Гайде обратила свой взор на Монте-Кристо, который, подавая ей неуловимый знак, шепнул:

— Eirce[7].

— Ничто не накладывает такой отпечаток на душу, как первые воспоминания, а кроме тех двух, о которых я вам сейчас рассказала, все остальные воспоминания моей юности полны печали.

— Говорите, говорите, синьора! — сказал Альбер. — Поверьте, для меня невыразимое счастье слушать вас.

Гайде печально улыбнулась.

— Так вы хотите, чтобы я рассказала и о других своих воспоминаниях? — спросила она.

— Умоляю вас об этом.

— Что ж, хорошо. Мне было четыре года, когда однажды вечером меня разбудила мать. Мы жили тогда во дворце в Янине; она подняла меня с подушек, на которых я спала, и когда я открыла глаза, то увидела, что она плачет.

Она не сказала мне ни слова, взяла меня на руки и понесла.

Видя ее слезы, я тоже хотела заплакать.

"Молчи, дитя", — сказала она.

Часто бывало, что, несмотря на материнские ласки или угрозы, я, капризная, как все дети, продолжала плакать, но на этот раз в голосе моей бедной матери звучал такой ужас, что я в ту же секунду замолчала.

Она быстро несла меня.

Тут я увидела, что мы спускаемся по широкой лестнице; впереди нас шли, вернее, бежали служанки моей матери, неся сундуки, мешочки, украшения, драгоценности, кошельки с золотом.

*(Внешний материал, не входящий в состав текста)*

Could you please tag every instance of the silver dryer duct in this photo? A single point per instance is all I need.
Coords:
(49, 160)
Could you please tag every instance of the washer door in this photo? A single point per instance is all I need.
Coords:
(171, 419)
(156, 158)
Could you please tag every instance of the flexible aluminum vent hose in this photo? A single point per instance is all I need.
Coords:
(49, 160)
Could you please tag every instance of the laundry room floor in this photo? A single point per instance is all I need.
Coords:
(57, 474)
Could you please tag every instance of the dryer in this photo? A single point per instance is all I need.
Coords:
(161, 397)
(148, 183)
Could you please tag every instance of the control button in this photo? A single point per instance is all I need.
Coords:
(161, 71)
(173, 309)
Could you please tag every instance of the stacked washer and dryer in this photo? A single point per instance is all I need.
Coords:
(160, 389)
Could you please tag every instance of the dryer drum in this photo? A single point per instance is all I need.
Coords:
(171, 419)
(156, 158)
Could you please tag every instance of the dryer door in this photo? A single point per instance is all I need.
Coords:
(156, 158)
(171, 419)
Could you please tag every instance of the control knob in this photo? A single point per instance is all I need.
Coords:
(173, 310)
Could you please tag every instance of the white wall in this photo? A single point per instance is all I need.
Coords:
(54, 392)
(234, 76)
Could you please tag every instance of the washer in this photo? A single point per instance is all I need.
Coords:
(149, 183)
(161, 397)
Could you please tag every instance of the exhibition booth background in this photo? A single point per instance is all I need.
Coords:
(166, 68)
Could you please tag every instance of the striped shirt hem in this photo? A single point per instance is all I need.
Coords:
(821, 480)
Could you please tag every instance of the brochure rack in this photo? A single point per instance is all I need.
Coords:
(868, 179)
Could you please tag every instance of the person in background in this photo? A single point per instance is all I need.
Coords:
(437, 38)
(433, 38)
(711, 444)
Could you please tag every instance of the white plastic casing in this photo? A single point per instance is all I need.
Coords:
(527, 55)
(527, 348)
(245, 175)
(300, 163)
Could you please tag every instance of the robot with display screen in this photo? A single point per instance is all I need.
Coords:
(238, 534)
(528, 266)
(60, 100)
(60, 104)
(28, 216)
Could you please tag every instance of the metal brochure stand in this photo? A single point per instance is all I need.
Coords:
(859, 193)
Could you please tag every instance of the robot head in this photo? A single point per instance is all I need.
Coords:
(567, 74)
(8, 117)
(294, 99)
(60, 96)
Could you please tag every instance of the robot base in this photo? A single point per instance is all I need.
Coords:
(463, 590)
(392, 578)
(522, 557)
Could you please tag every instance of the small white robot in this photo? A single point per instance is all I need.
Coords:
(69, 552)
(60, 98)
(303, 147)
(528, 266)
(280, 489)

Вслед за женщинами шли десятка два телохранителей с длинными ружьями и пистолетами; они были одеты в тот костюм, который вы во Франции знаете с тех пор, как Греция снова стала независимой страной.

— Поверьте мне, — продолжала Гайде, качая головой и бледнея при одном воспоминании, — было что-то зловещее в этой длинной веренице рабов и служанок, которые еще не вполне очнулись от сна, — по крайней мере мне они казались сонными, быть может, потому, что я сама не совсем проснулась.